"(my column was distributed on AOL in those days) identifying Time Warner as one of two shorts of that year."
By: meatloaf Reply To: 20976 by xcit Thursday, 18 May 2000 at 1:08 PM EDT Post # of 21738
Thx 4 the post, XC. You know, that reference to EBITDA, while sensible, might draw a little flack, but let me share with you a little experience on this issue.
Around this time in 1997 (May-June), Time Warner started reporting its operating results in this fashion (pre-interest due to the crushing level of debt Time Warner had, and pre-amortizatn due to its equally big number). I thought I was pretty hot shot analytically so I published a piece (my column was distributed on AOL in those days) identifying Time Warner as one of two shorts of that year. In fact, that was the lead-in my production manager wrote for that day's syndicated article.
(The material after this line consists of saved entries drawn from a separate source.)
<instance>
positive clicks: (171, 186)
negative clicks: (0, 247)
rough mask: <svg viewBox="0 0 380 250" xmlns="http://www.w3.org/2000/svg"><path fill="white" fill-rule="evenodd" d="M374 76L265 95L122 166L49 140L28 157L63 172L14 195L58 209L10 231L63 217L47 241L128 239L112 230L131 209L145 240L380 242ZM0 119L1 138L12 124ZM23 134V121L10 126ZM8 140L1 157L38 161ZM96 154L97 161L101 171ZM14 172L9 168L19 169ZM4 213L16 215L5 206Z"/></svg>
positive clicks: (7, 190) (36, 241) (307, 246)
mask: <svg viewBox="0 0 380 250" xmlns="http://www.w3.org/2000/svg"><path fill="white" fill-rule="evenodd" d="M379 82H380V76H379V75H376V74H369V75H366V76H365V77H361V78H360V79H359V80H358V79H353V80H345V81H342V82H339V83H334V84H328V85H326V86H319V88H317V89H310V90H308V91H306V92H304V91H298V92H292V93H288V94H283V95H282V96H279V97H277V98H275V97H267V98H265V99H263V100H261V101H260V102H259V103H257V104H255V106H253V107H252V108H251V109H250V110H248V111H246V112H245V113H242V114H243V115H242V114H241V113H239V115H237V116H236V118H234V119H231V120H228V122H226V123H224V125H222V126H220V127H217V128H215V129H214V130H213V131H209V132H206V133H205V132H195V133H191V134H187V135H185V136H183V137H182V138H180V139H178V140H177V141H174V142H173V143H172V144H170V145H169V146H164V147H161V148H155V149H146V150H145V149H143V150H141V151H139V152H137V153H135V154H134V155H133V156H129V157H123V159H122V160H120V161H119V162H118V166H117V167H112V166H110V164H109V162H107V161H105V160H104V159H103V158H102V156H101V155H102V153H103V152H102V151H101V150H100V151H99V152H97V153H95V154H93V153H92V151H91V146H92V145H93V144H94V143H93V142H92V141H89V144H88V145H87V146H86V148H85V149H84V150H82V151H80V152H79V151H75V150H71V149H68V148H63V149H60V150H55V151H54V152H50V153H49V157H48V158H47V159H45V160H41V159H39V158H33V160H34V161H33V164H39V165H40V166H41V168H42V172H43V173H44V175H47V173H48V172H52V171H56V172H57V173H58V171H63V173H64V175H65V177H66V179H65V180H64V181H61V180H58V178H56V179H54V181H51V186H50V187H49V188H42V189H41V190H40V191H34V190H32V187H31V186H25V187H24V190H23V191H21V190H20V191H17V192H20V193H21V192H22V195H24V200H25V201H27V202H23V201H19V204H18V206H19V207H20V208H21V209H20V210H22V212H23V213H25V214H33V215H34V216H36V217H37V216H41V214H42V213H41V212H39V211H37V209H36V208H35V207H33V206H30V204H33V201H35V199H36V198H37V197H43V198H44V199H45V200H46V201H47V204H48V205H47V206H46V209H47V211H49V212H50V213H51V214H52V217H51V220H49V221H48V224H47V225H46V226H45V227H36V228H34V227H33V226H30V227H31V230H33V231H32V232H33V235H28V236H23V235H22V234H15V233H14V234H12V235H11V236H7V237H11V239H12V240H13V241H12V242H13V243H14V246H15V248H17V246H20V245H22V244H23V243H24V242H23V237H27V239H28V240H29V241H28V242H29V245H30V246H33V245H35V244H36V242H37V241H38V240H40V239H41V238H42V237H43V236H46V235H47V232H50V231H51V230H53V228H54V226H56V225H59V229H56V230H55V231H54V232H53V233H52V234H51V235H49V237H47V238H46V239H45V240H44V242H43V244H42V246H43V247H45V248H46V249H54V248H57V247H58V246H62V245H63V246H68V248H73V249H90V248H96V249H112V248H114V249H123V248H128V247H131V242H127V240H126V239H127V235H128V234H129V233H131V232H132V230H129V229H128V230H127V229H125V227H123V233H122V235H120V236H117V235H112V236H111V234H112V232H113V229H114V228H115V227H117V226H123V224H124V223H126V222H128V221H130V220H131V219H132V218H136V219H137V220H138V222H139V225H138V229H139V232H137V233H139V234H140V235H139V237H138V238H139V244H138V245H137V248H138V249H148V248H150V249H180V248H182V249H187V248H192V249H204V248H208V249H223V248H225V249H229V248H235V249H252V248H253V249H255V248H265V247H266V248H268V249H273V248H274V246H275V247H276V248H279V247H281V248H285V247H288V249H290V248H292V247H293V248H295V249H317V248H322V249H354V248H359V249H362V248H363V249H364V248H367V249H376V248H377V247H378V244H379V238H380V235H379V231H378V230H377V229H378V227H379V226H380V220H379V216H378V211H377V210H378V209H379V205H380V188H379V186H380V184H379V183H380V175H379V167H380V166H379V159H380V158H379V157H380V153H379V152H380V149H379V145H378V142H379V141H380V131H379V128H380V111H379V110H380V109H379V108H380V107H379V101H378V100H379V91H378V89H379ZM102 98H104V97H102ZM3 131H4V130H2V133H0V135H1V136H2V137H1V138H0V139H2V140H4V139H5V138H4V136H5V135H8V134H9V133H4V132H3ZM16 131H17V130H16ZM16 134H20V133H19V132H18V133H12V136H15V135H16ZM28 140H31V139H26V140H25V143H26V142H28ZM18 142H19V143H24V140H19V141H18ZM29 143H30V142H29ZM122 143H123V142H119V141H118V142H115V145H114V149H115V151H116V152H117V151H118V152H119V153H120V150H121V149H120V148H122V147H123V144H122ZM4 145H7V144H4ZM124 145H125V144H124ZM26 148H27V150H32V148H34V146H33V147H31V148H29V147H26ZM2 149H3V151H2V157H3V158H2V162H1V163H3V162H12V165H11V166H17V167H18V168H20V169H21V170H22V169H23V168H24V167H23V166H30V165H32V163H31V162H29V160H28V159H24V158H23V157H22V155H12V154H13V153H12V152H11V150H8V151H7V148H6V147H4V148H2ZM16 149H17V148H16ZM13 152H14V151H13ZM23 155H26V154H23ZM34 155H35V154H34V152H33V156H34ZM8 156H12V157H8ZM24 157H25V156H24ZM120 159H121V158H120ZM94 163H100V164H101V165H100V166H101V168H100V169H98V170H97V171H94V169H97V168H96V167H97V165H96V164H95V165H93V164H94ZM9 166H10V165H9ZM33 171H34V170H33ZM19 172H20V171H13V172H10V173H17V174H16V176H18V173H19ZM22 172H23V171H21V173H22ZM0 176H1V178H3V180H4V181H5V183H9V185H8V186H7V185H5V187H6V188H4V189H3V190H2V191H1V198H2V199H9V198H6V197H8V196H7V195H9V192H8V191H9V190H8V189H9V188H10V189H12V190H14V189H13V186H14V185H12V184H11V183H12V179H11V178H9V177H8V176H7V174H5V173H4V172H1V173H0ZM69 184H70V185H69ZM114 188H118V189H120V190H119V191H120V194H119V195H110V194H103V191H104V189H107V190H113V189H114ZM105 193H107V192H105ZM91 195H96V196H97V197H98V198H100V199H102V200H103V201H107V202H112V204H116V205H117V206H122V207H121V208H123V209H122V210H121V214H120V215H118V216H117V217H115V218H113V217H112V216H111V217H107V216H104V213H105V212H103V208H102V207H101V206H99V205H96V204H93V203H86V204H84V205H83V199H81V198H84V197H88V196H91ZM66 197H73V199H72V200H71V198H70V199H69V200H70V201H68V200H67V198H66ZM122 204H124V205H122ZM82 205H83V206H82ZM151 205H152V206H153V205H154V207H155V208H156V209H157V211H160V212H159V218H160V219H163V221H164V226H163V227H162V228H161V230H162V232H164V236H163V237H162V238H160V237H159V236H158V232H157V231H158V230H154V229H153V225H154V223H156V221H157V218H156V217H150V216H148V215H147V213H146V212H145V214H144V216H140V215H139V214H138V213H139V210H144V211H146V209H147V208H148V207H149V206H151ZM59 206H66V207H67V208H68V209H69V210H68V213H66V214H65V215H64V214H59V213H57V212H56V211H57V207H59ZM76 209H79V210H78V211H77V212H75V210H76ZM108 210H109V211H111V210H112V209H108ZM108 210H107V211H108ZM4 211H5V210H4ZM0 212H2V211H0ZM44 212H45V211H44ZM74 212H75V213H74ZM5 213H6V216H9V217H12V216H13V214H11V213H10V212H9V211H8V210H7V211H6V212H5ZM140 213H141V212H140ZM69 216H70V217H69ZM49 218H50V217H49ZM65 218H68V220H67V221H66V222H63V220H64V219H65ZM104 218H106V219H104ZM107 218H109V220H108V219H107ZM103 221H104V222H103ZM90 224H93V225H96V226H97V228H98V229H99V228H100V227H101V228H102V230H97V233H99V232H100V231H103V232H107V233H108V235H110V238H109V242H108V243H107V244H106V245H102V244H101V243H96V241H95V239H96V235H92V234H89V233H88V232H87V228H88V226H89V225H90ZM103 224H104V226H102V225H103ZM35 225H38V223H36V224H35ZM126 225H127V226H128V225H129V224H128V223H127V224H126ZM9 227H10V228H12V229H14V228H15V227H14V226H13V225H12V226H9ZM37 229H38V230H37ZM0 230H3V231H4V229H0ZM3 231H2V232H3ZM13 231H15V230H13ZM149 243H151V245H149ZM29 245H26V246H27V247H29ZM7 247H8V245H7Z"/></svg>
I had genuinely thought that I had uniquely identified an accounting flaw when in fact what was really identified was a more relevant method to convey operating results to the investment community. Since Ziasun has no long term debt, an EBITDA reporting appears even more meaningful.
Here's the real experience bad news (if memory of stock price serves correctly): The stock was around $45 / share at that time. But it went on to split 2-for-1, and now sells for $82, which means anyone who went short by borrowing 1,000 shares at $45,000 was now short 2,000 shares and "upside-down" on that trade by more 100 grand.
Not one of my better calls, however, before the heat turns up on this format of ZSUN reporting operating results, beware that there is some compelling market precedent for this.